Jeno yatağımın ucuna çökmüş gözlerime bakarken yavaşça başımı salladım.
"Rüyandaki hangisiydi? Annen mi baban mı?"
Yüreğimde bir burkulma hissettim. Elimi kaldırıp kalbime bastırmak istedim ama bunun için yeterince gücüm yoktu.
"Babam."
Jeno'nun bakışları hüzünlüydü. Biliyordu ki vereceğim iki cevap da aynı sonuca çıkıyordu. Büyük bir hüzün.
"Belki de onun yanına gitmelisin Jaemin?"
Üzerime bir titreme geldiğinde kollarımı kendime sardım. Lee Jeno'nun gözleri şimdi daha da hüzünlüydü.
"Ben..."
Dilim damağım kurumuştu. Yutkunup kurumuş dudaklarımı dilim yardımıyla ıslattım.
"Ben o kadar cesur değilim."
Ellerimi saçlarıma koyup başımı yere eğdim. Ben korkağım. Kabuslarımla yüzleşemeyecek kadar korkak biriyim. Bu yüzden hiçbir şey yapamam.

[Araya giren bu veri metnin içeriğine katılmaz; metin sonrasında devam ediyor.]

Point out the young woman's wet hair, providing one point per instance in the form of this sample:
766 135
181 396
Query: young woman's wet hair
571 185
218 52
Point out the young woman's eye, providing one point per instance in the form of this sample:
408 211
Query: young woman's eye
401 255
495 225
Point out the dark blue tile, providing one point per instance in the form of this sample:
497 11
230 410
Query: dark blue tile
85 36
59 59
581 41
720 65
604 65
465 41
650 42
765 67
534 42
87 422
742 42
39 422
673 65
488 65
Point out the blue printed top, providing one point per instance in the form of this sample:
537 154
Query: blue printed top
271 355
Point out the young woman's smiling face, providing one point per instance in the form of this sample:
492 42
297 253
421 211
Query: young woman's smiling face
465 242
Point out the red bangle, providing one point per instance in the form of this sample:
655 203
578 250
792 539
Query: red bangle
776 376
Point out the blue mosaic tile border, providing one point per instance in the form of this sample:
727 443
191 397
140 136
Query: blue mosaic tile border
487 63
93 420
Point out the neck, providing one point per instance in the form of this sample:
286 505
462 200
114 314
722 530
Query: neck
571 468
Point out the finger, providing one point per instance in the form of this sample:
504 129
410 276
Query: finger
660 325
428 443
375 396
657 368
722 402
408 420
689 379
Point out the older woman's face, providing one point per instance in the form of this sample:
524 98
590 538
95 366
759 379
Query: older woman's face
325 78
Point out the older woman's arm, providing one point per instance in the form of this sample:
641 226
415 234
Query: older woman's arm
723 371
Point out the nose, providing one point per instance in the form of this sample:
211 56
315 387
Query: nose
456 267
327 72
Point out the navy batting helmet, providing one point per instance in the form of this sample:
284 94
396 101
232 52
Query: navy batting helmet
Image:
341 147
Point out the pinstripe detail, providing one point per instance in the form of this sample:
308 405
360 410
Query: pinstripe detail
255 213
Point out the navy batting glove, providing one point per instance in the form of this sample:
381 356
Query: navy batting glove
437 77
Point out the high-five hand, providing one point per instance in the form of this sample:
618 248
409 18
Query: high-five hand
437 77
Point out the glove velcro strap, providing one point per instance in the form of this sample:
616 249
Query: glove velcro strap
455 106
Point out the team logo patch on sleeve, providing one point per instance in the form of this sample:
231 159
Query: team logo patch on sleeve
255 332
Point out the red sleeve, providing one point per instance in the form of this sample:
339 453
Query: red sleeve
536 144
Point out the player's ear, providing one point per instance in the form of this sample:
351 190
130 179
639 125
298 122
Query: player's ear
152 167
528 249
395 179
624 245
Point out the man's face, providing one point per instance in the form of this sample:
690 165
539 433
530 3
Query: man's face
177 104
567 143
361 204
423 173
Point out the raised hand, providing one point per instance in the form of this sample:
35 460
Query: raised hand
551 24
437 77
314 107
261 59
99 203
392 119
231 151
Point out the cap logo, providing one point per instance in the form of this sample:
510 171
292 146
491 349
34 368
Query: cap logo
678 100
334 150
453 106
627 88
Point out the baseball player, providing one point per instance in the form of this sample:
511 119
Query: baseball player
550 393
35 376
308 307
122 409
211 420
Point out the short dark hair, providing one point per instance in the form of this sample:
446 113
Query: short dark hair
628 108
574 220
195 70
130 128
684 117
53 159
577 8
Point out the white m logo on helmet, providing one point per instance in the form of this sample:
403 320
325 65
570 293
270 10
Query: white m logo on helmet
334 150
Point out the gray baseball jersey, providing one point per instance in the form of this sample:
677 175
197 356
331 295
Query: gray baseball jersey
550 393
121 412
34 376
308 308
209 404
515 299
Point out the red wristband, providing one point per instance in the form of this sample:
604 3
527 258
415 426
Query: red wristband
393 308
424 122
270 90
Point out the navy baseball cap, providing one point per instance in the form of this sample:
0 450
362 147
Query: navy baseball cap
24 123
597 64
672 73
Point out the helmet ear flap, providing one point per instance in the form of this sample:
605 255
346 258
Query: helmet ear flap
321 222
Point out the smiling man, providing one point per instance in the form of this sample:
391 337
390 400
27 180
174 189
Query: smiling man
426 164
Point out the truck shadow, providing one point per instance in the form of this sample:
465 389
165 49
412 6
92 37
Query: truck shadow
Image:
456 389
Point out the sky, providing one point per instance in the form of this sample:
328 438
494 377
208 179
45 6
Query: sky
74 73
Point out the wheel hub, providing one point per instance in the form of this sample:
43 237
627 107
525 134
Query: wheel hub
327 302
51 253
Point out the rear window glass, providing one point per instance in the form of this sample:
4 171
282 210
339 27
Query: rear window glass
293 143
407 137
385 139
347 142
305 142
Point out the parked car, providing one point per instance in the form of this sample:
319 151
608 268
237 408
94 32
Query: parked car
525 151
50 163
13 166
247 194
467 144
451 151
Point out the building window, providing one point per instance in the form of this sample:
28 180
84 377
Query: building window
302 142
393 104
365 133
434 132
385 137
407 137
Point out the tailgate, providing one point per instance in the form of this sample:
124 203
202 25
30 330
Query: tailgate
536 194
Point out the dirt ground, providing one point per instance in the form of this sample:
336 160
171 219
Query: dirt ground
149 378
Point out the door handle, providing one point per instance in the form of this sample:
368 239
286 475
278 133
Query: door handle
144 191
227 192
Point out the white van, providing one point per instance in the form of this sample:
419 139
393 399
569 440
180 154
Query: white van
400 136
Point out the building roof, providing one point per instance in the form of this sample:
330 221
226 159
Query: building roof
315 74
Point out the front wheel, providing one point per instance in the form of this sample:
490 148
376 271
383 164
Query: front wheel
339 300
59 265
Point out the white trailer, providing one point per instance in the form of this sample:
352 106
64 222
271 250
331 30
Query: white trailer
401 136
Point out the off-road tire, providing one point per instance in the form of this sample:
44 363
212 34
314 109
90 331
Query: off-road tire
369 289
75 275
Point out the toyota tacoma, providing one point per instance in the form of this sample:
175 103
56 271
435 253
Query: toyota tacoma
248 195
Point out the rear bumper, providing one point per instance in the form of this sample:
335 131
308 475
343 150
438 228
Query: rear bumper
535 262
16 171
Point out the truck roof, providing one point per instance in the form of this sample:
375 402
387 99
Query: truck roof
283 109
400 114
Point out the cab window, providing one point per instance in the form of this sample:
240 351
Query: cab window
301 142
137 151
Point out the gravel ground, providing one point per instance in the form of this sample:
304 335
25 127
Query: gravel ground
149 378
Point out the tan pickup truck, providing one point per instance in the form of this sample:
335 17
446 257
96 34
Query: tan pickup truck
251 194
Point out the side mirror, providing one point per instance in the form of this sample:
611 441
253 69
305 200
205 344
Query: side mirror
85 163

"Zor olduğunu biliyorum ama pişmanlıklarla dolu bir hayat yaşamak istemezsin Na Jaemin. Bir şeyler yapman lazım."
Başımı iki yana sallayıp Jeno'ya arkamı döndüm ve kollarımı bedenime doladım. Ben kaderimi çoktan kabullenmiştim. Ben yalnızlık içinde yaşamak zorundayım.
ŞİMDİ OKUDUĞUN
Stay With Me ❆ Nomin
Short Story"Söylesene Lee Jeno, bende bir gün kuşlar gibi özgür olabilir miyim?" Jeno gözlerini kısa süreliğine bana çevirdikten sonra tekrardan kuşlara döndü. "Kuşlar gerçekten özgürler mi ki?" Kaşlarım hafifçe çatıldı ve bakışlarımı merakla Jeno'ya çevirdim...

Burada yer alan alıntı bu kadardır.